A new information-gathering group will be the latest step in Yale’s effort to increase labor efficiency, employee satisfaction and service quality, two members of the Labor-Management Policy Board leading the program said this weekend.

The University and its unions had agreed as part of their most recent contract to work on best practices in hopes of improving labor relations at Yale. The new group will be responsible for meeting with the best practices groups in individual departments and communicating back what they have learned to union and University leaders.

The best practices effort took on greater momentum after University Vice President for Finance and Administration John Pepper ’60 took office last January. Since then, the Policy Board and Innovative Work Systems Initiatives Steering Committee have been created to work on the issue and have made progress, both sides say.

“Of course John Pepper and myself can’t ride around to every group and get feedback,” said Local 35 President Bob Proto, a member of the Policy Board along with Pepper. “These folks are going to be communicators, gatherers.”

The final nominations for the four-member group were made two weeks ago, Pepper said, and the members will meet with the Policy Board this week. He said the group will see how many departmental groups exist at Yale, how they are meeting internal challenges, and whether they need more resources.

“They are identifying what’s already there and working to identify what makes them work,” Pepper said.

Pepper and Proto will attend many of the departmental meetings, Proto said, but the group will fill in at any meetings they cannot attend.

Both administrative and union representatives on the information group said they were looking forward to working together. Berkeley first cook Michael Schoen, a member of the group, said work on the menus and training dining hall workers received this summer serves as a model of the way the relationship should be. Previously, he said, the workers had just been handed the recipes and told to make them. He said now there was an opportunity for real input.

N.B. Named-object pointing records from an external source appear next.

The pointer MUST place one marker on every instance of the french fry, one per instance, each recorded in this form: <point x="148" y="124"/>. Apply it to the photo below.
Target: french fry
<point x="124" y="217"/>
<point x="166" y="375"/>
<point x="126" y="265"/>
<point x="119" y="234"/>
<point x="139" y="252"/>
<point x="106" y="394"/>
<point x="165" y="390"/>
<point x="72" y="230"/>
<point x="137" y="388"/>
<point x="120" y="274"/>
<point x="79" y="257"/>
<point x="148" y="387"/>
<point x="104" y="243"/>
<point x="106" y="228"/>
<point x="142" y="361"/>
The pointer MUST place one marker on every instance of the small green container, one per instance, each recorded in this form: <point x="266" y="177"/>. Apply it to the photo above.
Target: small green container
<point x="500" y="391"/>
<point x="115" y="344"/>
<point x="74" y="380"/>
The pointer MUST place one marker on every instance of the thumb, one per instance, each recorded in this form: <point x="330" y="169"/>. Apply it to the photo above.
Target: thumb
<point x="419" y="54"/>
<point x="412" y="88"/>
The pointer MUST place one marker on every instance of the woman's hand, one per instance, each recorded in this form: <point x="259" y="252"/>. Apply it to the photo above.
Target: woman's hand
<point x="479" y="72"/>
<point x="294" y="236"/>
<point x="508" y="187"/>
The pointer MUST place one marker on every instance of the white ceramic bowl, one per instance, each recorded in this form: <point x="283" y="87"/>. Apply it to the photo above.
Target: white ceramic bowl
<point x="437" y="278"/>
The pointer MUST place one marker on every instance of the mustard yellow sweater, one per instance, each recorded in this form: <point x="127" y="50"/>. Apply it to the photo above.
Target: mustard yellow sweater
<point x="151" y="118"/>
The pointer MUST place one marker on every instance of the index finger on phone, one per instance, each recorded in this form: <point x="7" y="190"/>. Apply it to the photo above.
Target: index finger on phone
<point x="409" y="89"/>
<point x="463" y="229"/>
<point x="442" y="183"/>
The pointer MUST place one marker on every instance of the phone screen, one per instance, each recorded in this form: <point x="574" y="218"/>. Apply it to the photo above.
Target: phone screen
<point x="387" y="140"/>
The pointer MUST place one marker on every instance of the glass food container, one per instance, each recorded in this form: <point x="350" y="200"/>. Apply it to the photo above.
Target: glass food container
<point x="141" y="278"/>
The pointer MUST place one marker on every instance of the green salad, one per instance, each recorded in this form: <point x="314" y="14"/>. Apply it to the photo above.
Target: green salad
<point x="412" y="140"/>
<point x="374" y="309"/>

“We were actually involved,” Schoen said. “We really took ownership for the recipes.”

The group should be able to catalogue what is going on and find “good parallels” to see what may work in other areas, said group member Susan Grajek, the director of communication and technical support for information technology at the Yale School of Medicine. Eventually the group might develop a Web site listing tools other departments have used successfully to promote best practices, Grajek said.

Rounding out the information-gathering group are Associate Director of Facilites Kara Tavella and Local 34 member Duane Mellor.

There are more than a dozen departmental groups now, including some at the golf course and animal resource center, Pepper said. He said the groups consist of between eight and 16 people.

“I think what we ought to have is 50 to 100 of them,” Pepper said.

At the animal resource center, significant progress on best practices has been made, center senior manager of administrative services Paula Wilson said. For example, the center had originally planned on bringing in more managers, Wilson said, but after talking with the employees instead gave the workers more responsibility.

“The felt they were up to the task of being accountable for taking on these roles,” she said.

Groups should launch at the Yale Health Plan and Yale University Dining Services soon, Pepper said.